Founded in 1987, WWIG is a nonpartisan volunteer organization that recognizes and supports women by providing scholarships as well as educational and networking opportunities. La Follette School Emeritus Professor Dennis Dresang and Professor Susan Yackee lead the seminars.
More than 350 women have participated in the leadership seminar, which provides 20-plus hours of training for early and mid-career women seeking to advance their careers and increase their leadership and management skills. Seminar graduates uniformly point to the training as a critical step forward for their careers, and many have obtained key positions across government and related sectors.

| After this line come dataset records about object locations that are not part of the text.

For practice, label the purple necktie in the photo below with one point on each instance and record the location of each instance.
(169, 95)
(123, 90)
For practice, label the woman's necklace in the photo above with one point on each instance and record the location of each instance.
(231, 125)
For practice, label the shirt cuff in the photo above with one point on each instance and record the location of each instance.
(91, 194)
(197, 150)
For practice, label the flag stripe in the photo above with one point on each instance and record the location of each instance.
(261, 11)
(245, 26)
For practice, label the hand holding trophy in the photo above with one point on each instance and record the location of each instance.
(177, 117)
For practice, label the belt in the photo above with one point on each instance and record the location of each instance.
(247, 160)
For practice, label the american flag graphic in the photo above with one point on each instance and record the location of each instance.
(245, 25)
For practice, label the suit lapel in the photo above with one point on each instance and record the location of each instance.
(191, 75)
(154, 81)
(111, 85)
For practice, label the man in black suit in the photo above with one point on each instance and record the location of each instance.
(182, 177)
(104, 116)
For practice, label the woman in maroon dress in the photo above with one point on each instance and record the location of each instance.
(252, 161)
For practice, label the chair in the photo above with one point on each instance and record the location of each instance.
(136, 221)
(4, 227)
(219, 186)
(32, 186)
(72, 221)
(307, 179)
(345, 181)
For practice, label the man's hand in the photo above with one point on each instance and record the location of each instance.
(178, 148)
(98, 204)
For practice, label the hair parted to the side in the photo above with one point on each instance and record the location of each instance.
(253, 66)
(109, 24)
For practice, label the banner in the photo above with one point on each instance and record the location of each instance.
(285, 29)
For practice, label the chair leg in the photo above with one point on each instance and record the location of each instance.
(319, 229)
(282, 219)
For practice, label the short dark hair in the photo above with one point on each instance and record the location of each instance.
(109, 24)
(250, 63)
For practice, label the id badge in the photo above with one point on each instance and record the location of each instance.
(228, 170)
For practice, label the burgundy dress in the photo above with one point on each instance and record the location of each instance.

Native American Center for Health Professions (NACHP) and Oneida Nation Partnership
Partners: Dr. Jacquelynn Arbuckle, Former Clinical Associate Professor of Surgery and director of NACHP, Current NACHP Advisory Council Member; Dr. Bret Benally-Thompson, Clinical Associate Professor, Palliative Care & NACHP Advisory Council Member; Lauren Cornelius, Program Specialist, NACHP; Dr. Tracy Downs, Associate Dean for Multicultural Affairs and Diversity, School of Medicine and Public Health; Melissa Metoxen, Community and Academic Support Coordinator; Dr. Elizabeth Petty, Senior Associate Dean for Academic Affairs and Danielle Yancey, Director, NACHP
Partner Organization: Oneida Community Health Center, Oneida Nation
The Native American Center for Health Professions was founded in 2012 with the vision to improve the health and well-being of Native American communities through increased representation of Native American health professionals. Wisconsin serves as home to 12 Native Nations, many of whom face the most striking health disparities in the state. This served as an important catalyst to create NACHP, a true embodiment of the Wisconsin Idea to work with Wisconsin’s tribal communities to address education access, health equity and workforce needs in some of the most rural and underserved communities in the state. One of NACHP’s most innovative and effective campus-community partnerships is with the Oneida Nation. This partnership established a NACHP office within the Oneida community to work closely with the tribal government, health center, education department, schools and Tsyunhehkwa (joon-hey-kwa), the tribe’s agricultural community.
LaMarr Billups award
Additionally, Kaleem Caire will be given the 2018 LaMarr Billups Community-University Engagement Award. Caire is a known national leader in K-12 education reform, economic and workforce development, and community transformation. Since 2014, he has served as founder and CEO of One City Early Learning Centers, a 21st century preschool in Madison specifically aiming to eliminate the racial achievement gap by ensuring children are reading-ready by kindergarten and their parents have the knowledge, tools, and ability to provide for them and lead strong families. His tireless advocacy and efforts inspired the creation of UW–Madison’s PEOPLE Program and its Information Technology Academy (ITA), Madison Metropolitan School District’s Nuestro Mundo Bilingual Charter School and the Schools of Hope Tutoring Program. He has also assisted with the development of other education reform efforts across states. In the area of school development, Caire has been directly involved with the proposal, planning, development and governance of several public charter schools in Madison and Washington, DC. He currently serves on Chancellor Rebecca Blank’s UW Community Advisory Council and the UW School of Education Madison Education Partnership (MEP) Steering Committee and is exploring a collaboration with UW–Madison on the creation of a comprehensive resource on birth-to-college for first-generation families across the nation.
The LaMarr Billups award is a prestigious one for individuals who have demonstrated outstanding contributions to campus-community partnerships.